A new style of magazine and newspaper appeared that used photography more than text to tell stories. The Berliner Illustrirte Zeitung was the first to pioneer the format of the illustrated news magazine. Beginning in 1901, it began to print photographs inside the magazine, a revolutionary innovation. In the successive decades, it was developed into the prototype of the modern news magazine.

It pioneered the photo-essay, had a specialised staff and production unit for pictures and maintained a photo library. It also introduced the use of candid photographs taken with the new smaller cameras.

The magazine sought out reporters who could tell a story using photographs, notably the pioneer sports photographer Martin Munkácsi, the first staff photographer, and Erich Salomon, one of the founders of photojournalism.

Other magazines included, Arbeiter-Illustrierte-Zeitung (Berlin), Vu (France), Life (USA), Look (USA), Picture Post (London); and newspapers, The Daily Mirror (London) and The New York Daily News. Famous photographers of the era included Robert Capa, Romano Cagnoni, Alfred Eisenstaedt, Margaret Bourke-White and W. Eugene Smith.

Henri Cartier-Bresson is held by some to be the father of modern photojournalism, although this appellation has been applied to various other photographers, such as Erich Salomon, whose candid pictures of political figures were novel in the 1930s.

The photojournalism of, for example, Agustí Centelles played an important role in the propaganda efforts of the Republican side in the Spanish Civil War in the late 1930s.

In Migrant Mother (1936) Dorothea Lange produced the seminal image of the Great Depression. The FSA also employed several other photojournalists to document the depression.

American journalist Julien Bryan photographed and filmed the beginning of the Second World War being under heavy German bombardment in September 1939 in Poland. He was pioneer worker in color photography, Kodachrome.

William Vandivert photographed in color the German bombardment of London called the Blitz in 1940.

Soldier Tony Vaccaro is also recognized as one of the pre-eminent photographers of World War II. His images taken with the modest Argus C3 captured horrific moments in war, similar to Capa's Spanish soldier being shot. Capa himself was on Omaha Beach on D-Day and captured pivotal images of the conflict on that occasion. Vaccaro is also known for having developed his own images in soldier's helmets, and using chemicals found in the ruins of a camera store in 1944.

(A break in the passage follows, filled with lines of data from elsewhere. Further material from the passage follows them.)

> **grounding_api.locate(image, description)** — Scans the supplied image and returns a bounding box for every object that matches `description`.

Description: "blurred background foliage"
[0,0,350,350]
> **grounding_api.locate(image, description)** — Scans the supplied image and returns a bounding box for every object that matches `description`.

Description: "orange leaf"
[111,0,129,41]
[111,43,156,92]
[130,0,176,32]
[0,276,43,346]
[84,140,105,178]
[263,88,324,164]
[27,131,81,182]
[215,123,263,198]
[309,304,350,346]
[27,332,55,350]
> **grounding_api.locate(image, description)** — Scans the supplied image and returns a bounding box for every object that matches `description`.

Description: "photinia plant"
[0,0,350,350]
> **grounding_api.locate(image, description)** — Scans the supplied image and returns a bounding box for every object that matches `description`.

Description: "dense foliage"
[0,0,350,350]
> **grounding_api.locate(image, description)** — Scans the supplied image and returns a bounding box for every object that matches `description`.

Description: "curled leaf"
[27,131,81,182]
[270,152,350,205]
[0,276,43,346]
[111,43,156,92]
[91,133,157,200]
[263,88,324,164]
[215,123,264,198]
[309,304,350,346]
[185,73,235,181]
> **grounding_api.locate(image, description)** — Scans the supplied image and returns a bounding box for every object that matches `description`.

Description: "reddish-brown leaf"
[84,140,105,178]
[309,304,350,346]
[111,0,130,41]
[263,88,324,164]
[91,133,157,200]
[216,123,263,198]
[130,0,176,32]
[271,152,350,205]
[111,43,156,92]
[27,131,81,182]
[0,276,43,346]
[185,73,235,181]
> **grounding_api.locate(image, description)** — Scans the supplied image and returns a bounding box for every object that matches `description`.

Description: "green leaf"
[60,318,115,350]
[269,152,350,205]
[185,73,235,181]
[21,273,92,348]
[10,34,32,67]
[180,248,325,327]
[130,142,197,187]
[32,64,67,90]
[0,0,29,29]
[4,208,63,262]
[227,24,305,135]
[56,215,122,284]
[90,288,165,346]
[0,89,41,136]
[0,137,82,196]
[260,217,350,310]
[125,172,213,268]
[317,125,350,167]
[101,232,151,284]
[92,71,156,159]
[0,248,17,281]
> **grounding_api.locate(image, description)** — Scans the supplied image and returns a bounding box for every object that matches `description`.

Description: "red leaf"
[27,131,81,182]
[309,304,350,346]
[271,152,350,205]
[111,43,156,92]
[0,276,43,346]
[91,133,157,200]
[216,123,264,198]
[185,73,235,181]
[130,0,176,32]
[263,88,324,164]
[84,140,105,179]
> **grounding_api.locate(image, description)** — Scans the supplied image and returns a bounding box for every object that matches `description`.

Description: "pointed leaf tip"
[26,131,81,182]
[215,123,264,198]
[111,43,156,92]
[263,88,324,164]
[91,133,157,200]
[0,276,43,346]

Until the 1980s, most large newspapers were printed with turn-of-the-century "letterpress" technology using easily smudged oil-based ink, off-white, low-quality "newsprint" paper, and coarse engraving screens. While letterpresses produced legible text, the photoengraving dots that formed pictures often bled or smeared and became fuzzy and indistinct. In this way, even when newspapers used photographs well — a good crop, a respectable size — murky reproduction often left readers re-reading the caption to see what the photo was all about. The Wall Street Journal adopted stippled hedcuts in 1979 to publish portraits and avoid the limitations of letterpress printing. Not until the 1980s did a majority of newspapers switch to "offset" presses that reproduce photos with fidelity on better, whiter paper.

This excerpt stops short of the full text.